Researchers from Bar-Ilan University in Ramat Gan figured out why some matter jets in astronomical systems don’t all travel at the same speed.
Matter outflows in the form of jets at fast, medium and slow speeds, when observed in astronomical systems, with the fastest ones traveling very close to the speed of light. Their origin, as well as many of their properties are uncertain. One of the puzzles that has long challenged experts is the fact that jet velocities seem to have a bi-modal distribution, with some being very fast and others slow – and a gap in between.

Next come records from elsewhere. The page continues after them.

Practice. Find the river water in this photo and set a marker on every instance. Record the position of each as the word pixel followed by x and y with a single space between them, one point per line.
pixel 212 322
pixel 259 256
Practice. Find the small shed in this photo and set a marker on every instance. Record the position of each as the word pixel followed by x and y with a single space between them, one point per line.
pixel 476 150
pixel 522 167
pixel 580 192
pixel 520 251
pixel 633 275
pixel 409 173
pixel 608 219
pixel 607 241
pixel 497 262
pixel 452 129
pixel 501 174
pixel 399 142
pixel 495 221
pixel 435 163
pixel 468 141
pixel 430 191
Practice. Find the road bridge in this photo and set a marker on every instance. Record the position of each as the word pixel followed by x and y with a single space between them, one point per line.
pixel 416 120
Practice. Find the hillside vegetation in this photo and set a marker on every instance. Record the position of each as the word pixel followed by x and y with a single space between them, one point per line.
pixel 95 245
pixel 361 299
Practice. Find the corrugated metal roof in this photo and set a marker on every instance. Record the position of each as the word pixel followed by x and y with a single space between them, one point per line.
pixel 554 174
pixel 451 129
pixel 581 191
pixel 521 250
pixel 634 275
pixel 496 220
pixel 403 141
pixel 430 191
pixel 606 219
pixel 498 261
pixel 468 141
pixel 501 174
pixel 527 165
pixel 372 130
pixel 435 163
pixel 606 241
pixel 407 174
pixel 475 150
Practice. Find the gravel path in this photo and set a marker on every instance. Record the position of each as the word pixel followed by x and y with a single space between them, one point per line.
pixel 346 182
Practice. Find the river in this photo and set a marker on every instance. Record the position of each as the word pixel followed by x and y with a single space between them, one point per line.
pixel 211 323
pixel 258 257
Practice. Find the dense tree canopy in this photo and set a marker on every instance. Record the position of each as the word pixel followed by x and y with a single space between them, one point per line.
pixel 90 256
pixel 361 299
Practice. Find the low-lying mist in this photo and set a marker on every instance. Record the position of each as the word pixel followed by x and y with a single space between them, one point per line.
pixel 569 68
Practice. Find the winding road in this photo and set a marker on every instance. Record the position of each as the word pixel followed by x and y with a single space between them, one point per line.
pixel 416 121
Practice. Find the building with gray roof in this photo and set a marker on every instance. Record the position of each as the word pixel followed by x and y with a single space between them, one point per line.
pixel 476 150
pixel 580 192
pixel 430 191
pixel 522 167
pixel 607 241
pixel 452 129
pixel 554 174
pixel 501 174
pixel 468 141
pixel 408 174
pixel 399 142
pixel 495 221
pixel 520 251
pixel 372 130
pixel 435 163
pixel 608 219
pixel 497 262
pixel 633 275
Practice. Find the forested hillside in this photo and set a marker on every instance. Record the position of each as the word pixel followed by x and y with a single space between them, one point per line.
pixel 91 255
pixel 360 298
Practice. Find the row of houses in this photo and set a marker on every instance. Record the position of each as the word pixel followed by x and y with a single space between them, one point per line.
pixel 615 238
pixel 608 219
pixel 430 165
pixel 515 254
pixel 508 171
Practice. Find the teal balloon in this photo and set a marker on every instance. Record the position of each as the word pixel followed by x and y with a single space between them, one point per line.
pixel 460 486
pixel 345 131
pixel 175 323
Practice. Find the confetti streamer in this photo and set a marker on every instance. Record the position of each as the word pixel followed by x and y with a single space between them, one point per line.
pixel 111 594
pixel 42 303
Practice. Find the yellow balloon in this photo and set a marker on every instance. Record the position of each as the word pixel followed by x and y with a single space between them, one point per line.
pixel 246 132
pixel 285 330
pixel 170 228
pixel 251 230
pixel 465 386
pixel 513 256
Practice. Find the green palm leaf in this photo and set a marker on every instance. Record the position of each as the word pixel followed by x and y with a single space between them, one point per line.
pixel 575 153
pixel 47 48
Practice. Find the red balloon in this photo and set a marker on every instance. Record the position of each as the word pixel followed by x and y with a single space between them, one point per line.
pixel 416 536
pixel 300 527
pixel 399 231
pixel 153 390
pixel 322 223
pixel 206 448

The researchers published their findings in the journal Nature Communications under the title “A wind environment and Lorentz factors of tens explain gamma-ray bursts X-ray plateau,” a study chosen by the journal’s editor as one of the 50 most important articles recently published.
Emission of matter
The emission of matter in many galactic and extragalactic systems is commonly observed in the form of jets of greatly varying speed. Alongside relatively slow jets associated with neutron stars or binary star systems, very fast jets are observed at speeds very close to the speed of light.

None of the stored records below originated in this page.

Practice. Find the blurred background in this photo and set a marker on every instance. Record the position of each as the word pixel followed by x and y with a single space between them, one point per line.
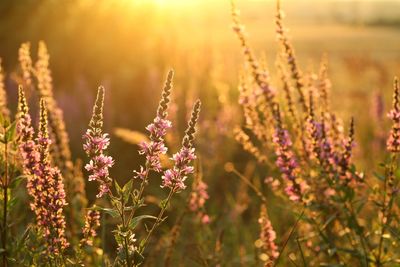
pixel 129 45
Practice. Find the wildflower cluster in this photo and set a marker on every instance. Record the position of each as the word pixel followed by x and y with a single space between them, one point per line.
pixel 267 238
pixel 175 178
pixel 96 142
pixel 45 182
pixel 393 142
pixel 154 148
pixel 92 222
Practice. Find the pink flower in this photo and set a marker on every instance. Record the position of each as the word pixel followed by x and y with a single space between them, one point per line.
pixel 287 162
pixel 45 183
pixel 174 178
pixel 393 142
pixel 267 236
pixel 96 142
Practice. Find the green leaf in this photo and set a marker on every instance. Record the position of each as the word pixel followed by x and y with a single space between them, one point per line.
pixel 126 190
pixel 379 176
pixel 135 221
pixel 113 212
pixel 17 180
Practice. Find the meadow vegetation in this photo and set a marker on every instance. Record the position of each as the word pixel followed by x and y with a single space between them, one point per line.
pixel 274 149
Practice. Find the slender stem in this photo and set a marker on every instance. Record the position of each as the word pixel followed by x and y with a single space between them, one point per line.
pixel 5 200
pixel 288 238
pixel 159 218
pixel 249 183
pixel 385 210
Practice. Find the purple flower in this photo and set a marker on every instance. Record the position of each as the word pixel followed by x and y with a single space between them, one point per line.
pixel 45 183
pixel 267 237
pixel 174 178
pixel 96 142
pixel 155 147
pixel 393 142
pixel 287 162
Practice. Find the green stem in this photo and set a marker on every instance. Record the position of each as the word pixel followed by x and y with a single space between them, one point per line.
pixel 5 200
pixel 158 220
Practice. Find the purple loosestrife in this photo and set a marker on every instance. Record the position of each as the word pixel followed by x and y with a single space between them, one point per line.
pixel 47 190
pixel 92 222
pixel 96 142
pixel 27 147
pixel 267 238
pixel 198 198
pixel 155 147
pixel 287 162
pixel 175 178
pixel 345 158
pixel 393 142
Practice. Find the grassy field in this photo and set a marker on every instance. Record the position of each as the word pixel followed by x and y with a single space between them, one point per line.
pixel 128 46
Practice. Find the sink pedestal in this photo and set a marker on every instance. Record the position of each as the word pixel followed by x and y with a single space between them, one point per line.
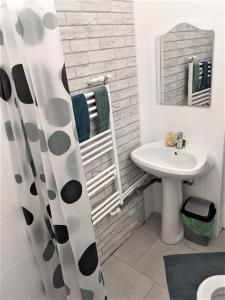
pixel 172 228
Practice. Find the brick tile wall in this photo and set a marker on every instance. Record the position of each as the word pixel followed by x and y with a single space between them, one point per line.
pixel 176 46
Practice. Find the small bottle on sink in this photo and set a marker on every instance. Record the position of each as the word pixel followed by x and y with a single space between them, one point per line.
pixel 179 141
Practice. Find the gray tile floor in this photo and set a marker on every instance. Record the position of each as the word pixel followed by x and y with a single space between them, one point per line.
pixel 136 269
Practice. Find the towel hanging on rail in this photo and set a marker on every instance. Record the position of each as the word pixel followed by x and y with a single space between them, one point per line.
pixel 204 81
pixel 102 104
pixel 81 114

The fastest known jets are associated with a phenomenon known as gamma-ray bursts, characterized by an initial flash of gamma rays that lasts for a few seconds, in which a strong emission of gamma radiation is visible. It is then followed by an afterglow lasting for hours, days and even months. During this period, the emission subsequently fades and is observed as lower wavelengths, X-rays, ultraviolet, optical, infrared and radio frequencies at much later times.

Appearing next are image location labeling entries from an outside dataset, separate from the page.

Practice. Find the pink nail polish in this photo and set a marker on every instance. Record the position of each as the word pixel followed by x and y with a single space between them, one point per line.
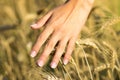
pixel 65 61
pixel 33 54
pixel 53 65
pixel 34 25
pixel 40 63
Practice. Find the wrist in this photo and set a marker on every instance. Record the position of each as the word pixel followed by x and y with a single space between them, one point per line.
pixel 85 2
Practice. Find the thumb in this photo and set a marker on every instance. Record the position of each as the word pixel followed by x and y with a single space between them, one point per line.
pixel 42 21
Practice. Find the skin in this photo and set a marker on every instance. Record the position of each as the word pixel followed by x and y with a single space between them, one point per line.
pixel 63 25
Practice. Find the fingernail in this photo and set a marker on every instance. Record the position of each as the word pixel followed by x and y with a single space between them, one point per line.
pixel 33 54
pixel 34 25
pixel 40 63
pixel 65 61
pixel 53 65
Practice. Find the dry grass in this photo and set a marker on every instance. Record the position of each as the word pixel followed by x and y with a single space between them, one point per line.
pixel 96 55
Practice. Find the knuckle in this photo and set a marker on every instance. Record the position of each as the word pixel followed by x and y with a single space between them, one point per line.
pixel 67 56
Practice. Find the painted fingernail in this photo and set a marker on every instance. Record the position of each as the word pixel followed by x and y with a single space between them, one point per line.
pixel 65 61
pixel 40 63
pixel 33 54
pixel 53 65
pixel 34 25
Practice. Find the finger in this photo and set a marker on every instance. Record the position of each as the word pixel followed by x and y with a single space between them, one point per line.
pixel 48 49
pixel 60 50
pixel 42 21
pixel 69 50
pixel 40 41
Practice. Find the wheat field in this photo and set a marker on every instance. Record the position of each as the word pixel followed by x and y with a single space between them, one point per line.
pixel 96 55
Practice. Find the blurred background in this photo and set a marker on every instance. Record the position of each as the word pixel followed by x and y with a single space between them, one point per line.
pixel 96 55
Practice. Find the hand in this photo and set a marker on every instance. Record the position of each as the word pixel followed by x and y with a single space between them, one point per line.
pixel 63 25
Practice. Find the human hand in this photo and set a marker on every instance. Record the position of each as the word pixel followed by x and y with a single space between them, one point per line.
pixel 63 25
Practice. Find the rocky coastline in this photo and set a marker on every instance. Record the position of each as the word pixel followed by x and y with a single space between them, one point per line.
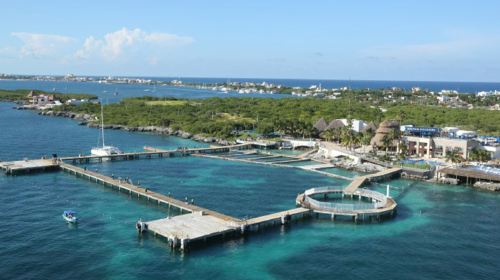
pixel 89 121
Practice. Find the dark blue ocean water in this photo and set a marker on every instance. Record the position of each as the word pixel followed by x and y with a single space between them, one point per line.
pixel 440 232
pixel 106 91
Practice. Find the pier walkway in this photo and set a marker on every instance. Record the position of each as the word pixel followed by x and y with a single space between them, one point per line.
pixel 140 191
pixel 197 223
pixel 359 181
pixel 283 163
pixel 22 166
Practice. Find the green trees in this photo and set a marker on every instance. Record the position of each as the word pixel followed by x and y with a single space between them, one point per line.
pixel 291 116
pixel 479 155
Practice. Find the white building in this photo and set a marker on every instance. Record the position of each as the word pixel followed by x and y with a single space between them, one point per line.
pixel 494 151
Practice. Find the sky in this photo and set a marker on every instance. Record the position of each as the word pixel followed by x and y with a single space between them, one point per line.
pixel 360 40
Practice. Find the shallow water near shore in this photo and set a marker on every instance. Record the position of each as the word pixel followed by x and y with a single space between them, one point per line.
pixel 440 232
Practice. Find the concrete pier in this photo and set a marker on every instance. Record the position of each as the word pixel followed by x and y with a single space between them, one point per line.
pixel 28 166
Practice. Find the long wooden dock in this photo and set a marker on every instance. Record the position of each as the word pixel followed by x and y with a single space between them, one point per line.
pixel 183 229
pixel 141 191
pixel 195 223
pixel 281 217
pixel 26 166
pixel 360 180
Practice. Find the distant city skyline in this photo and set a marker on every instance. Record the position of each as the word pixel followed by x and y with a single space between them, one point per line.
pixel 362 40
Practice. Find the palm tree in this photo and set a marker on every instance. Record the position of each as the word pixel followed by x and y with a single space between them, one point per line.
pixel 454 156
pixel 479 155
pixel 386 143
pixel 328 135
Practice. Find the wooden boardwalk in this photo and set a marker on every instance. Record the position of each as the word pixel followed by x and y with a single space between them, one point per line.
pixel 26 166
pixel 182 229
pixel 141 192
pixel 360 180
pixel 277 217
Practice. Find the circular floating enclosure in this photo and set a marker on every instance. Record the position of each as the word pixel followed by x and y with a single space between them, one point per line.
pixel 363 202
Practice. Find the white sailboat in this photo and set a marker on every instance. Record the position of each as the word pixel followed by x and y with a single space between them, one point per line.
pixel 104 150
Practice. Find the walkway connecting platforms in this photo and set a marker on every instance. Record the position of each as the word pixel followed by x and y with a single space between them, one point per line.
pixel 179 230
pixel 359 181
pixel 26 166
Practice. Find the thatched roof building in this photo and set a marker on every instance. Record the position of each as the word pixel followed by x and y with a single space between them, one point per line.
pixel 385 128
pixel 321 125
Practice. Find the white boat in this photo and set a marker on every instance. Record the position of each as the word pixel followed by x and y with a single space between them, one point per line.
pixel 70 216
pixel 104 150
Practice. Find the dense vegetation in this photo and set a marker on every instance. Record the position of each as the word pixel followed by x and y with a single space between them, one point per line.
pixel 225 117
pixel 20 95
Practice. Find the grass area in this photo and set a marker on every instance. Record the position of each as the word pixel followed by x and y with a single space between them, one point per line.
pixel 166 102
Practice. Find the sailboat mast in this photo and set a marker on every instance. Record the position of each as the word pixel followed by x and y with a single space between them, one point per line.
pixel 102 124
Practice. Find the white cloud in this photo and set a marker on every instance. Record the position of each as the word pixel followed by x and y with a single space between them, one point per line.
pixel 115 44
pixel 89 46
pixel 39 45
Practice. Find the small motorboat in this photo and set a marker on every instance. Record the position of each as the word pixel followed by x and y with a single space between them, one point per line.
pixel 70 216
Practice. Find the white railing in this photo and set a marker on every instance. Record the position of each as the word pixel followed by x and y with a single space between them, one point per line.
pixel 379 200
pixel 321 190
pixel 341 207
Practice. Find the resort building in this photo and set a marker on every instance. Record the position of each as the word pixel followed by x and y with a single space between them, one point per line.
pixel 40 99
pixel 356 125
pixel 437 147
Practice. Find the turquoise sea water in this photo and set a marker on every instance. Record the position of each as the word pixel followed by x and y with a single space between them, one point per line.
pixel 440 232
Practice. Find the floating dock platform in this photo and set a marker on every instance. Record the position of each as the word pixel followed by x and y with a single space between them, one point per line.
pixel 28 166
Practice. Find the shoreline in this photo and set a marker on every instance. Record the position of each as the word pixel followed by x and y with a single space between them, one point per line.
pixel 88 120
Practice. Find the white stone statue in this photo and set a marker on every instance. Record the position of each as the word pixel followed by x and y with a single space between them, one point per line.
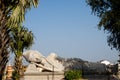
pixel 43 63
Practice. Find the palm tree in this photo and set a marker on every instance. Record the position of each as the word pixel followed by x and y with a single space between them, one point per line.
pixel 22 39
pixel 12 14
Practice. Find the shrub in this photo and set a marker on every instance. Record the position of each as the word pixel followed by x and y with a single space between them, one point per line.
pixel 73 75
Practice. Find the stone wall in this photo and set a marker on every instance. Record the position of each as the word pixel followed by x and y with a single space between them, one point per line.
pixel 44 76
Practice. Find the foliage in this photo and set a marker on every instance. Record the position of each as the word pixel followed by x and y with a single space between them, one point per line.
pixel 12 14
pixel 73 75
pixel 108 12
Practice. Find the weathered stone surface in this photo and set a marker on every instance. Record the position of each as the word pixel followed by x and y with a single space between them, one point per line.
pixel 31 69
pixel 44 76
pixel 50 63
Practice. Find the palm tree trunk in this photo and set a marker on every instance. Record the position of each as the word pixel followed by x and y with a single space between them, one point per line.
pixel 18 65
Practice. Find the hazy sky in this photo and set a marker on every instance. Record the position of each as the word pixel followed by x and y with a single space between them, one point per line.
pixel 68 28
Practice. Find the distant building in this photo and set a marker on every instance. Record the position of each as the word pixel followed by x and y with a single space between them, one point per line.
pixel 106 62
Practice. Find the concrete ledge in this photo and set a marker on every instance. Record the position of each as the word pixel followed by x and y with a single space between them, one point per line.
pixel 44 76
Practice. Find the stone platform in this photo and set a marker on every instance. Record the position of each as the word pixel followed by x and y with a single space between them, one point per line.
pixel 44 76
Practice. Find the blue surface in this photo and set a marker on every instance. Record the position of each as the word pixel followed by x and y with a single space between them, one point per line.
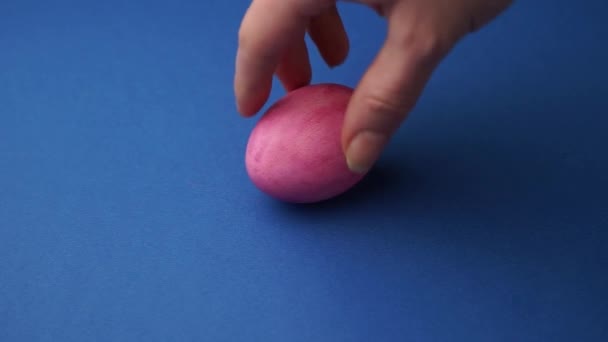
pixel 126 213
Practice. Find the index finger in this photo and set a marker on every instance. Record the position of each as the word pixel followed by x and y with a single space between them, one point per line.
pixel 267 29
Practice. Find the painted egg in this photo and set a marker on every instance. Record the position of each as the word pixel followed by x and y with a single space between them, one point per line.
pixel 294 152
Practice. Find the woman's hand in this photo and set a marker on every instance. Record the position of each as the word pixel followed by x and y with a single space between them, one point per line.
pixel 420 34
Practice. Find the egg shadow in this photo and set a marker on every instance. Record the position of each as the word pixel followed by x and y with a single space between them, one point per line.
pixel 387 179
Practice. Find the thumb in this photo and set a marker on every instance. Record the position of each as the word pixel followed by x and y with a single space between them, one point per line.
pixel 388 91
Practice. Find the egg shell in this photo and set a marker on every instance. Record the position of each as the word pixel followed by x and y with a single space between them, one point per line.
pixel 294 152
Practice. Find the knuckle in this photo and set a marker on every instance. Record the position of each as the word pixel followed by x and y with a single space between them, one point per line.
pixel 382 105
pixel 426 44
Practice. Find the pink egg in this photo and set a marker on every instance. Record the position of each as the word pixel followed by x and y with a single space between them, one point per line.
pixel 294 152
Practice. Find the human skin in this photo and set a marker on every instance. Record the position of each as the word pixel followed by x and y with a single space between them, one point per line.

Besides the question of why jets from these objects are so rapid, a seemingly unrelated mystery is what happens during the intermediate period of hundreds to thousands of seconds in which the emission either fades or remains constant.
In some cases, after a few dozen seconds, X-ray emission decays considerably, as would be expected from a relativistic burst colliding with the matter and radiation that exist in the space between the stellar systems of a galaxy. However, in about 60% of observed cases, the visible emission doesn’t fade but rather remains constant. This observation has long been a source of confusion to researchers, and no convincing explanation has been found for it since the phenomenon was discovered 18 years ago.
Researchers from the BIU physics department have now proven that this visible, perpetual emission is a natural consequence of jet velocity, which is significantly lower than what was commonly assumed, and also fills the gap between velocities measured from different sources. Meaning, lower initial jet speed can explain lack of decay and more visible and perpetual emission. The researchers showed that previous results, from which high speeds were deduced in these objects, are not valid in these cases. In doing so, they changed a paradigm and proved that jets are formed in nature at all speeds.
ONE OF the main open questions in the study of gamma-ray bursts is why X-rays, which are visible for up to several days, do not fade for a long time in a significant percentage of cases. To answer this question, the researchers began a careful mapping of the data, which are numerous but scattered and “noisy.”
After thorough literature research, they created a sample of high-quality data. After examining explanations for the phenomenon in existing literature, they found that all existing models, without exception, make additional assumptions that are not supported by the data. What is even more significant is that none of the models offered a convincing explanation for the clean data.
The researchers returned to the basic model to understand which of the basic assumptions aren’t valid. They discovered that changing just one assumption, about the initial speed of the jets, was enough to explain the data. They then examined the data that led other astrophysicists to conclude that the jets must be traveling very close to the speed of light and discovered, to their surprise and delight, that none of the existing arguments was valid in the cases they studied. From there they quickly concluded they were most likely in the right direction.
“Astrophysical systems in general are characterized by great complexity, and often theoretical models, inherently more simplistic, may miss key points,” according to Prof. Asaf Pe’er, who led the theoretical part of this research.
“In many cases, careful examination of the data, as we performed here, shows that existing ideas simply don’t work,” he said. “This is what led us to come up with new ideas. Sometimes the simplest, least complex idea is sufficient.”